Le Paris des Années folles est souvent regardé comme un lieu d’échanges nombreux, de rencontres multiples, de brassages les plus divers : cette ville a vu s’installer dans ses murs des écrivains américains de la « génération perdue », tels que Hemingway, Gertrude Stein, Francis Scott Fitzgerald, elle a permis l’accomplissement de l’école de Paris, qui regroupa alors les peintres les plus divers comme Foujita, Chagall, Soutine et bien d’autres. Ce Paris de l’après-guerre permit, aussi, à des Antillais de participer à leur manière à cette fête artistique qui caractérisa le Paris des années vingt, comme l’a si bien décrit Hemingway dans Paris est une fête.
Ce lieu, ce fut le Bal Blomet situé au 33 de la rue Blomet, dans le quinzième arrondissement de Paris, à la lisière de Montparnasse, alors le cœur battant de la bohème artistique et littéraire.
Trois personnages sont évoqués dans le roman avec beaucoup de tendresse et d’empathie de la part de l’auteur : Anthénor Louis-Edmond, un vétéran de la Bataille des Dardanelles, Frédéric Clerville, jeune mulâtre, fils d’un avocat de Fort-de-France en rupture avec sa famille, et Élise, domestique d’anciens colons.
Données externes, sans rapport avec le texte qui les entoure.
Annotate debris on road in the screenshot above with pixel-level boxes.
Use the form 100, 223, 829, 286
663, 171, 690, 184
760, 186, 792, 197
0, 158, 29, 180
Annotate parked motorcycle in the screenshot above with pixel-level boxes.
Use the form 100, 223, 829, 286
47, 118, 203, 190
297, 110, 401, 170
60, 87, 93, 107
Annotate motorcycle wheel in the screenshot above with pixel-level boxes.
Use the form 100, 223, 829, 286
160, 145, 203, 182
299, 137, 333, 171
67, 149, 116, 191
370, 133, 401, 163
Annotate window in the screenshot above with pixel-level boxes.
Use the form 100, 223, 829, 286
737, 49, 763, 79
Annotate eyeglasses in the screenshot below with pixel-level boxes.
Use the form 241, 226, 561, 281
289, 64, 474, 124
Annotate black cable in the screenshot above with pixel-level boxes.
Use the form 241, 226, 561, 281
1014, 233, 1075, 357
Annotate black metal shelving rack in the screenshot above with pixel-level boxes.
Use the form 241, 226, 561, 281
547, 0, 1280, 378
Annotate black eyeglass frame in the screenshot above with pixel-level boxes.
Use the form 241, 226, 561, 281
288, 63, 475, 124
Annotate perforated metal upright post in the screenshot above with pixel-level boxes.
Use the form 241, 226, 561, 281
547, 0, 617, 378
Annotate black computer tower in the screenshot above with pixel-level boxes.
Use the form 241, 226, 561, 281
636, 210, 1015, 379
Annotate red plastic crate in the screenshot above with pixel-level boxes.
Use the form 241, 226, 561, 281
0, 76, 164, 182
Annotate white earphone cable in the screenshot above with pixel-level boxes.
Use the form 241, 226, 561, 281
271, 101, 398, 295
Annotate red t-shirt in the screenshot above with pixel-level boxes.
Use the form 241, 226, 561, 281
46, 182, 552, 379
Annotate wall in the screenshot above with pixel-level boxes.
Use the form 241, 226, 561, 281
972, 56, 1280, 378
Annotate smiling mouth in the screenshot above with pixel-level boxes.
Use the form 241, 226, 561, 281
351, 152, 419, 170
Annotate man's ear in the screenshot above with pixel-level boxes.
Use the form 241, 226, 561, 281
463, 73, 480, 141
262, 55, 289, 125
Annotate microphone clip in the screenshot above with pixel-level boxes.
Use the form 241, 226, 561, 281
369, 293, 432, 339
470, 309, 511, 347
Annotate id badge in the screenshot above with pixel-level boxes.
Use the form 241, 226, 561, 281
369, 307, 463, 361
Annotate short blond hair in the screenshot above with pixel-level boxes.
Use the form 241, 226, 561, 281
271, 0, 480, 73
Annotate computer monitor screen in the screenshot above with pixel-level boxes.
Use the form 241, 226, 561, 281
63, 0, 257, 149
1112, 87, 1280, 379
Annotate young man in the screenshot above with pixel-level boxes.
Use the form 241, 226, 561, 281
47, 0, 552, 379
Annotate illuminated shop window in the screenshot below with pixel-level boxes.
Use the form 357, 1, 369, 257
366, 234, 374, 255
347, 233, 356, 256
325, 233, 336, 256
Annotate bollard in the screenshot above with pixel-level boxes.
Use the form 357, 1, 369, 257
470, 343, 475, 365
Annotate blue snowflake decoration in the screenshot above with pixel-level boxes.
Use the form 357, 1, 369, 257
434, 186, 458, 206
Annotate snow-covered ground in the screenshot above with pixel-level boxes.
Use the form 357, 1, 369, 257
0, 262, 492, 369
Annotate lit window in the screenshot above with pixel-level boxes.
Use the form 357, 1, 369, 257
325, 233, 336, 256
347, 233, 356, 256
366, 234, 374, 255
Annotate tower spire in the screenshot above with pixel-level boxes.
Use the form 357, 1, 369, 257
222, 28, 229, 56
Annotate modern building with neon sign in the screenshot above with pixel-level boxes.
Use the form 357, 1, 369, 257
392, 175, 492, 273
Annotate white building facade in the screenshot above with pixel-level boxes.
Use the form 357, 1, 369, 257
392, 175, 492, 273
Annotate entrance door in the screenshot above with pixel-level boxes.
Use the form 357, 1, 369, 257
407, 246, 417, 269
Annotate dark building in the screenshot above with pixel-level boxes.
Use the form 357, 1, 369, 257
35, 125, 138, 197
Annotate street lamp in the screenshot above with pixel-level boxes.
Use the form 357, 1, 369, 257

Que viennent-ils chercher au Bal Blomet ? Des instants de détente, des moments de fête, l’oubli de leur quotidien, marqué par la dureté de leur travail, les rappels de leur couleur de peau, la nostalgie de la Martinique, quittée pour des raisons très différentes. Ils vont y écouter la biguine, cette nouvelle musique venue des Antilles, et danser au son de la mazurka, à la recherche de sensations, ou de l’amour vrai.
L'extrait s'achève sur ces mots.